Every year, GLAAD tallies up the numbers of LGBT characters on American television and delivers its findings. What they’ve found in 2010-2011 is that, “for the first time in four years, the number of lesbian, gay, bisexual and transgender (LGBT) characters on scripted primetime broadcast television is expected to decrease.”
The good news? We aren’t losing any of our major network primetime players. We will retain Callie and Arizona on Grey’s Anatomy, Santana and Brittany on Glee and Kalinda on The Good Wife. GLAAD also counts Adrianna on 90210 and Angela on Bones as regular bisexual characters. We also will see more of Rules of Engagement‘s lesbian surrogate mother, Brenda (Sara Rue) in her recurring role, and Thirteen will make a few brief appearances on the new season of House.
On daytime, we mourn the loss of All My Children‘s Bianca and Marissa, but The Ellen DeGegeneres Show continues to be one of the highest rated daytime TV talk shows. Also Sara Gilbert is the producer and one of the hosts of CBS’ The Talk and Jillian Michaels left The Biggest Loser, but joined The Doctors.
When it comes to cable, we lost two characters to a series ending (Nurse Kelly on Hawthorne; Tea on Skins) and a few others to the true death on True Blood (Nan and Sophie-Ann — and possibly Tara). But we have gained several out female characters within the last year on Boardwalk Empire, White Collar, Pretty Little Liars, Mad Men, The Secret Life of the American Teenager, Weeds, Torchwood and Being Human. While some of these shows have their lesbian or bisexual characters relegated to bit parts, Pretty Little Liars is home to a major lesbian character and three revolving young women she’s dating.
Other shows with regular lesbian or bi characters on cable include Degrassi, Nurse Jackie and the animated series Archer. Shameless also has bisexual and lesbian bit parts. Also The Rosie Show debuts Oct. 7 on OWN.
What is the most apparent from these findings are the absence of black or Asian lesbian or bisexual women on television. There are only three out black female characters on television, and they are all on cable: Maya on Pretty Little Liars, Diana on White Collar and Tara on True Blood.
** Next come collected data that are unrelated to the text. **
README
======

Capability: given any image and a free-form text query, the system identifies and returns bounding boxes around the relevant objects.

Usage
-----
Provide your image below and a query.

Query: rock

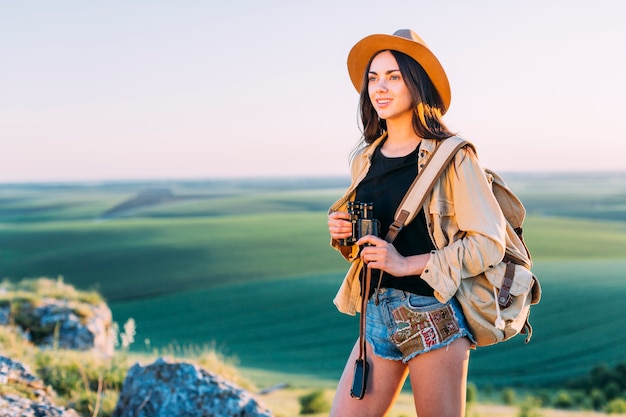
[0,395,80,417]
[0,305,9,325]
[112,357,274,417]
[0,356,79,417]
[0,355,51,400]
[9,298,114,357]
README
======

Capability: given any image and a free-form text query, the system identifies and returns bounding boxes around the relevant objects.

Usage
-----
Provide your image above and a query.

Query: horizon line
[1,170,626,187]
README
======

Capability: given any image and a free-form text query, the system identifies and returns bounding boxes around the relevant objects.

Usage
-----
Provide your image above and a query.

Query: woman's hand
[357,235,431,277]
[328,211,352,241]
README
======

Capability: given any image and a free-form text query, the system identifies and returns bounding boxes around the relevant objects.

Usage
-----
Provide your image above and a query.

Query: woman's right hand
[328,211,352,241]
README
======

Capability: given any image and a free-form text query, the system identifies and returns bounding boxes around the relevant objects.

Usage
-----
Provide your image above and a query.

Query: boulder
[0,355,79,417]
[0,304,9,325]
[7,298,114,357]
[112,357,274,417]
[0,395,80,417]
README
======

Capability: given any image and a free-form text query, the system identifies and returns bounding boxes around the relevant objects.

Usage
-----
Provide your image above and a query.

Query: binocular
[338,201,380,246]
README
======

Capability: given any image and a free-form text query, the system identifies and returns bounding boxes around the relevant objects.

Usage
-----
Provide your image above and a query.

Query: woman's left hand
[356,235,408,277]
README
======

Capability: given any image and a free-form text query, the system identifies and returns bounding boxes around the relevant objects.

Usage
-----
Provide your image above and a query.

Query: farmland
[1,172,625,390]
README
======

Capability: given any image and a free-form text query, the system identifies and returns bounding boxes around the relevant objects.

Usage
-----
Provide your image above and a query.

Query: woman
[327,29,507,417]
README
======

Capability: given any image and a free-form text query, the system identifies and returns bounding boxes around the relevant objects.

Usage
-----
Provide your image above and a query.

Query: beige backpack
[388,137,542,347]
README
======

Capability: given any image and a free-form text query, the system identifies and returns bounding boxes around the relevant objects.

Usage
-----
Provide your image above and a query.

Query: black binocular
[338,201,380,246]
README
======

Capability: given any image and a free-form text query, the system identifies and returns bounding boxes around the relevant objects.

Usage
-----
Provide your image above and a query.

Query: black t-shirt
[355,142,436,296]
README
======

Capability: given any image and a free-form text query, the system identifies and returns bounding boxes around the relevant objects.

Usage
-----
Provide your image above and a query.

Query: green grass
[503,171,626,223]
[0,212,345,300]
[524,216,626,259]
[109,272,353,387]
[1,174,626,391]
[107,257,626,389]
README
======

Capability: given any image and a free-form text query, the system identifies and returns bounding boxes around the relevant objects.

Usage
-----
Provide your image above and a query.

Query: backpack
[388,137,542,347]
[456,168,542,346]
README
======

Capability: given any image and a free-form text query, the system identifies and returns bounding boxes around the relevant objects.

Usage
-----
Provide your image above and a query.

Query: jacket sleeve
[419,146,507,303]
[327,148,367,262]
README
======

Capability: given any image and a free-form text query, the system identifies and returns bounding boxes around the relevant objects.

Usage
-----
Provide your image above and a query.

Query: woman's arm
[420,146,507,302]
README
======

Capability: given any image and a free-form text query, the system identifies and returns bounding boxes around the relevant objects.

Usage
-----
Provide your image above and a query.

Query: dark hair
[357,50,455,146]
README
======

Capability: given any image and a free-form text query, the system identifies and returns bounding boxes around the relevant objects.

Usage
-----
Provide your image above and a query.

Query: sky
[1,0,625,183]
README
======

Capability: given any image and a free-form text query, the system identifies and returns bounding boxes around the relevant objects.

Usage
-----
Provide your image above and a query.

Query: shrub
[533,390,551,408]
[571,389,592,410]
[553,390,574,409]
[605,398,626,414]
[590,363,613,389]
[605,381,622,400]
[466,382,477,404]
[34,348,126,397]
[563,362,626,410]
[70,389,118,417]
[35,351,86,397]
[299,389,330,415]
[518,395,544,417]
[590,388,606,411]
[502,388,517,405]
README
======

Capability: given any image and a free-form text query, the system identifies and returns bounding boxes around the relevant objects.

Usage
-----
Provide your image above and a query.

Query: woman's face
[367,51,413,123]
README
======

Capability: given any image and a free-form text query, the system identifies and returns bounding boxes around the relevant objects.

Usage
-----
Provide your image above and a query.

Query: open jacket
[328,134,507,315]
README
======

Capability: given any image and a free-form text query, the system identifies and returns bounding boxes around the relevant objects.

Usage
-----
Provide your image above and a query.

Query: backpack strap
[497,261,516,308]
[385,137,469,242]
[351,263,372,399]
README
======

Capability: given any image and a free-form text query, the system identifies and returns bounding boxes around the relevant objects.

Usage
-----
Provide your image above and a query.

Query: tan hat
[347,29,451,113]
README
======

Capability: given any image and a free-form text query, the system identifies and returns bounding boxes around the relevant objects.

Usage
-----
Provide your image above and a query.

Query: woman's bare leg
[407,337,471,417]
[330,339,408,417]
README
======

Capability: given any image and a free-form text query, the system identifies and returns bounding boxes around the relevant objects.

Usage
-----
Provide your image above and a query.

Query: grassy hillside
[0,182,346,300]
[105,218,626,388]
[1,173,625,390]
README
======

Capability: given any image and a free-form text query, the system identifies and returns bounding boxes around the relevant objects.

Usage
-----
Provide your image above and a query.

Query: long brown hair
[357,50,455,146]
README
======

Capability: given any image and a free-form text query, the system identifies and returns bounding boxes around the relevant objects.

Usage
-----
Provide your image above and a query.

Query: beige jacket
[329,134,507,315]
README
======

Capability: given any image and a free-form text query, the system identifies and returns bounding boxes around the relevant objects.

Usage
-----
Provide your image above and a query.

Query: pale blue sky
[1,0,624,183]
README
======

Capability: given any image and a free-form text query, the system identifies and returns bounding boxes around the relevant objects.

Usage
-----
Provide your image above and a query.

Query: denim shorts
[366,288,476,363]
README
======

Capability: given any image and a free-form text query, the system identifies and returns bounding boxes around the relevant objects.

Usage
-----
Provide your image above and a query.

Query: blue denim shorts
[366,288,476,363]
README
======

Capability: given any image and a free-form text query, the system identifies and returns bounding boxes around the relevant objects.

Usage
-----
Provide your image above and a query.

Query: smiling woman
[324,28,515,417]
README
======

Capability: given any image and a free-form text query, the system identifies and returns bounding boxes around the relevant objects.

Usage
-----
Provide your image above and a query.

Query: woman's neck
[382,121,422,157]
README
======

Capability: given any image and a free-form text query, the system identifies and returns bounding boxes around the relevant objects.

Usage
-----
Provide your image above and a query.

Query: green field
[1,173,625,389]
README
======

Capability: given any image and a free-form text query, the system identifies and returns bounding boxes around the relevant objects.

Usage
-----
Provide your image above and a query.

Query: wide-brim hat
[347,29,451,113]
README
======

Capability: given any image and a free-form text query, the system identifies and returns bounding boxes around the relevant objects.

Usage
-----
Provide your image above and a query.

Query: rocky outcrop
[2,280,274,416]
[0,356,79,417]
[1,298,114,357]
[0,395,80,417]
[112,357,274,417]
[1,354,277,417]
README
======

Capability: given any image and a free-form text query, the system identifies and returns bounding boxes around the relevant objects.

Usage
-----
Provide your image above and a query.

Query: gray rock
[0,395,80,417]
[113,357,274,417]
[0,305,9,325]
[1,355,50,400]
[7,299,114,357]
[0,356,79,417]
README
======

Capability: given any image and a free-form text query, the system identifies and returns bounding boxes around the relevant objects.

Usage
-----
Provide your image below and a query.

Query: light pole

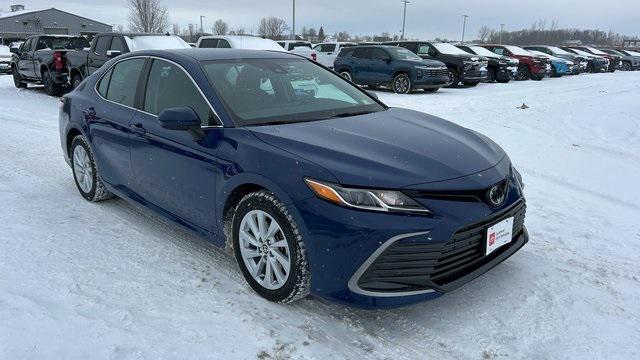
[401,0,410,40]
[292,0,296,39]
[500,23,505,44]
[200,15,205,36]
[461,15,469,42]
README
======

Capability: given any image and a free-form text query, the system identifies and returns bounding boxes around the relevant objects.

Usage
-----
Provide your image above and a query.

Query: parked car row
[7,32,640,97]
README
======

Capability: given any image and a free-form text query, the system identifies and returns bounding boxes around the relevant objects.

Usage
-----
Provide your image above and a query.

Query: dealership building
[0,4,112,43]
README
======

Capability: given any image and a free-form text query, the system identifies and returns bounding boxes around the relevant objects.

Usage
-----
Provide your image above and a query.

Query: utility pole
[461,15,469,42]
[500,23,505,44]
[292,0,296,39]
[200,15,205,36]
[401,0,410,40]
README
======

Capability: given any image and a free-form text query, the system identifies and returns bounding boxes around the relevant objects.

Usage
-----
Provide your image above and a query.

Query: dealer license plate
[485,217,514,255]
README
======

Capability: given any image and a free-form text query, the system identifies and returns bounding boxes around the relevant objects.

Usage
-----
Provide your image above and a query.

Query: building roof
[0,7,111,27]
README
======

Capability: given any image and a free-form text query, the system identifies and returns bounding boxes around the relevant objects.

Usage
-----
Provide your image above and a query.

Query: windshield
[504,45,534,56]
[571,48,596,57]
[585,47,607,55]
[625,50,640,56]
[127,36,191,51]
[38,36,89,50]
[547,46,572,55]
[202,59,384,126]
[433,43,470,55]
[387,47,422,61]
[469,46,499,57]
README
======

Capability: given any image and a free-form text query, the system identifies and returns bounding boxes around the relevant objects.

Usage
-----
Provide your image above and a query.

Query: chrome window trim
[347,231,438,298]
[93,55,224,128]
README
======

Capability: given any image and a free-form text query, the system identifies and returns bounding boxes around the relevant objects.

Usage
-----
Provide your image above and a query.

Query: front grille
[357,201,526,293]
[425,68,449,77]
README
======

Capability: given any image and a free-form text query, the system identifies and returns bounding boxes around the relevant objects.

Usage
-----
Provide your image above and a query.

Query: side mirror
[106,50,121,58]
[158,107,201,130]
[158,107,205,141]
[10,47,19,54]
[367,91,379,100]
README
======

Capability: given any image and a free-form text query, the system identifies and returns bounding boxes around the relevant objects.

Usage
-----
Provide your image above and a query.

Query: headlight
[305,179,430,214]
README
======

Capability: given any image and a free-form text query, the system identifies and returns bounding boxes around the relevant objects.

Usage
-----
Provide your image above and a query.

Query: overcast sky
[9,0,640,39]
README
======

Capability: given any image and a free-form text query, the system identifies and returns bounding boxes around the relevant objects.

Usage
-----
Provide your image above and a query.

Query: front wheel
[70,136,114,202]
[515,65,531,81]
[12,67,27,88]
[446,68,460,88]
[71,74,83,90]
[339,71,352,82]
[392,73,411,94]
[621,62,632,71]
[232,191,310,303]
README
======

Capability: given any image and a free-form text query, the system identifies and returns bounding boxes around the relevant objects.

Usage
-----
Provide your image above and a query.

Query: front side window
[353,48,372,59]
[110,37,127,52]
[143,60,216,126]
[371,48,389,61]
[318,44,336,52]
[417,44,431,55]
[387,47,422,61]
[202,58,384,126]
[94,36,110,56]
[492,47,505,56]
[105,58,145,107]
[217,39,231,48]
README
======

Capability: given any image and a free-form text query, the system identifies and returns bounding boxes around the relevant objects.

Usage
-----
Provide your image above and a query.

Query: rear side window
[338,48,355,57]
[417,44,431,55]
[105,58,145,107]
[353,48,372,59]
[97,68,113,97]
[143,59,216,126]
[371,48,389,60]
[492,47,505,56]
[94,36,110,56]
[199,38,218,48]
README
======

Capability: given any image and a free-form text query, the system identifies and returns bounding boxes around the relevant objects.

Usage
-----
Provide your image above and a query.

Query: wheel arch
[65,127,83,158]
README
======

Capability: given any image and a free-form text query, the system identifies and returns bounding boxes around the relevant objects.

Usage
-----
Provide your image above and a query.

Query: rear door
[351,47,372,83]
[370,48,392,83]
[88,35,111,75]
[129,58,221,232]
[89,57,146,190]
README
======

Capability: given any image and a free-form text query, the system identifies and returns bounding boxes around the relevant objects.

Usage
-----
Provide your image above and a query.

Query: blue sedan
[59,49,528,308]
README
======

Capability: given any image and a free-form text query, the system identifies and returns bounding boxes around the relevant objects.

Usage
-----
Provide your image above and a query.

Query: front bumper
[293,164,528,308]
[414,67,449,89]
[0,61,10,73]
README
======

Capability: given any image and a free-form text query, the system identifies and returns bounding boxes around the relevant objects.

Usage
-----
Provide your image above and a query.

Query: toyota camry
[59,49,527,308]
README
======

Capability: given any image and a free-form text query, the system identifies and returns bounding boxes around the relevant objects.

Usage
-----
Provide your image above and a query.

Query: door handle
[130,123,146,135]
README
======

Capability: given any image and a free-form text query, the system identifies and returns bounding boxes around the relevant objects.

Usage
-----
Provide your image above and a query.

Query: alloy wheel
[339,71,352,81]
[393,74,410,94]
[73,145,94,193]
[239,210,291,290]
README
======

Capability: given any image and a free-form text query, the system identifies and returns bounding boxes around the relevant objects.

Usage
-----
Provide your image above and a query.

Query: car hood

The only Asian women are Michaela Conlin (Bones), who is half-Chinese and half-Irish and Shay Mitchell on Pretty Little Liars, who is half-Filipino.
A new major lesbian character has emerged on NBC’s The Playboy Club. Bunny Alice is part of a storyline about the Mattachine Society and is a significant part of the series. And while we’ve heard about several developing shows with lesbian characters in the past year, no others have made it past the pilot point. Still, there continue to be more in the works on network TV, although there is no word on if any of the characters will be women of color.
Other GLAAD findings indicate there are still a lot less LGBT women (and women in general) on TV than men. So overall, it’s a reminder of what we already know, but provides the evidence we need to back us up. We need more representation, specifically when it comes to LGBT women of black and Asian descent. But we’re also in need of lesbian and bisexual characters who have bigger and more regular roles. No lesbian characters carry their own shows, and the ones we do have are part of ensemble casts. One exception will be Lost Girl when it comes to SyFy mid-season. (Thank you, Canada!)
Upcoming pilots that have hinted at lesbian characters include a new doctor drama from Ilene Chaiken and NBC’s new series, My Best Friend is a Lesbo. With Portia and Ellen also developing their own comedy, there is a high probability of a major lesbian character — at least we hope so.
How do you feel about the TV outlook for lesbian and bisexual women? What would you want to see more of?